On the days my grandparents would allow me to go to school I would walk from their house to the school house.  I am not the greatest judge of distance but it was at the very least a mile.  It was down the path from my grandparent's house to the fork of the creek.  Generally I'd meet some cousins there and most mornings I walked along with the Ratliff boys so I was not going alone.

From the forks of the creek we  had to cross a small stream (no bridge) then down a path that went through an old barn and back to the road where it came out of the creek.  Then down past the old Blessing place (where I later lived as a teen) and across a field where my cousin Jerry Lee had soy beans planted every year.  Then we crossed the main creek on a 'foot log'.  That was just a tree that had been felled so it landed across the street.  I think someone had build some kind of hand rail on this one but I cannot recall for sure.

Then it was up the hill past the graveyard where my aunt Burnice was later buried and through a barbed wire fence and across a pasture then through a second fence, across the old road and up to the school house.  In the afternoon after school the whole procedure was reversed.

I said I did this when my grandparents allowed me to go to school.  They were very over protective of me.  If it rained, snowed, frosted, looked like it might rain or snow, I was not allowed to go to school.  So I missed quite a few days that year.  I'd spend them playing around my grandparent's house, climbing the apple trees and "skinning the cat" on the quince tree in the front yard.

"Skinning the Cat" is where you grab a tree limb that is over your head and bring your feet up over your head and put your legs through your arms and flip backward.  It seems so easy then and so impossible now.  There was an apple tree on each side of the house and I'd climb both of them every day.  And, I'd keep a weather eye out for the big, red rooster I hated and was deathly afraid of.  The day he got made into chicken and dumplings was a very happy day for me.

Back then we got report cards every month.  I bragged I was going to make straight "A's" the whole year.  Well, I almost made it.  I made all A's except one.  I got one B in effort.  I guess Mrs.
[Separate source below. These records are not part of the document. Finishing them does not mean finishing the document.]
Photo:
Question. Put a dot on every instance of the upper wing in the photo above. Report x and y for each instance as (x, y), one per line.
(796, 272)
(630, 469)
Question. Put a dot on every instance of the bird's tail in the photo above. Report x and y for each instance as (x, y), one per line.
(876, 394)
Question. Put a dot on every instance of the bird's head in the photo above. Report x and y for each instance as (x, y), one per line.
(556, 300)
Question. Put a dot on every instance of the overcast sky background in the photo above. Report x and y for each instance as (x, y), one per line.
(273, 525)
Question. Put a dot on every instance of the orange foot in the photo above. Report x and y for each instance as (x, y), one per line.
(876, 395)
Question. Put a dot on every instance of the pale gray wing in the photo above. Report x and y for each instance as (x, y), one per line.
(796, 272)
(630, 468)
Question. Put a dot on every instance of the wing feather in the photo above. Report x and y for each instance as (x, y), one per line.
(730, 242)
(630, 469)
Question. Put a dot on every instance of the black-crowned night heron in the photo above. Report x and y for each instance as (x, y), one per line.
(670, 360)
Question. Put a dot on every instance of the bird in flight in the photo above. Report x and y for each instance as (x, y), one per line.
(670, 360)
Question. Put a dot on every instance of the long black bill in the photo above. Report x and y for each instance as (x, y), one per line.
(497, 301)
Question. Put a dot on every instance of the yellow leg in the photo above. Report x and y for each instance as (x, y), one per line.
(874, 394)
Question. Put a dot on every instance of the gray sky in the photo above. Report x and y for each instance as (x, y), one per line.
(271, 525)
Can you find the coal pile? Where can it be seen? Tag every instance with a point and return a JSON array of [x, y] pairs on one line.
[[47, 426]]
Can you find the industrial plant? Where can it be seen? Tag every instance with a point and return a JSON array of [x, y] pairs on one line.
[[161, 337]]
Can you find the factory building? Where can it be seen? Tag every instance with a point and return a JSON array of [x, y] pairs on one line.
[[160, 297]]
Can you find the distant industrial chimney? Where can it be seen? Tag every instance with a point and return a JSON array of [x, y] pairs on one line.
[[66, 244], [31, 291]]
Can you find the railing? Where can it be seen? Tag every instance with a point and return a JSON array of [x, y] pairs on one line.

Cooper had a sense of humor.

I loved the one room school and I still love the concept.  Of course, not for large classes, but for very small classes where first through eighth grades are in one room and are taught together.  I suppose it is very boring for the older kids but they got a lot of remedial teaching by having to listen to the younger kid's lessons.  And, we younger kids were exposed to a lot of learning by listening to the classes for the older students.  Even if we did not try a lot of that knowledge filtered into our brains.

Another reason I loved it was that first grade classes really bored me.  I much preferred to listen to the classes above me.  I remember when we were learning to tell time and it all seemed so simple to me but nobody else in first grade could understand it.  I just could not understand what was so difficult about it all.

And, we had two recesses and a lunch hour.  We'd play 'kick the can' and 'hide and seek' and every once in a while we'd all crawl through the fence to the pasture and have a game of baseball.  Glorious days.  Back when schools were fun.

The school was on top of the gap and had no well or other water supply so one of the older boys would be sent down the old road to my uncle Jerry's house to draw a bucket of water from their well and bring it back to the school.  I got to go with one of the boys from Patrick (I cannot even come close to remembering who) once and I marvelled at how he could carry that heavy bucket of water so easily.  There is a vast difference between six and fourteen years of age.

Mollett had fifth and part of sixth grades.  Mr Hummer had the rest of sixth.  Mr Delong had seventh and eighth grades and was principal.

When I got to West Van Lear school ceased to be much fun for a lot of reasons which I will not go into here.  It was nothing like Preston's Gap where all the students were in it together and everyone older took care of all the younger kids.  Maybe it was mostly because we were all related to some point.  Maybe it was just more country and we did not have any of those "city" attitudes.

I guess I enjoyed my one year at Preston's Gap one room school more than I enjoyed any other school year in my life.  Just one of those nostalgic things I look back on.  The way time robs us of our bad memories and leaves us with only the good may mean it was not nearly as great as I remember it.  But, in my mind, it was (and still is) great.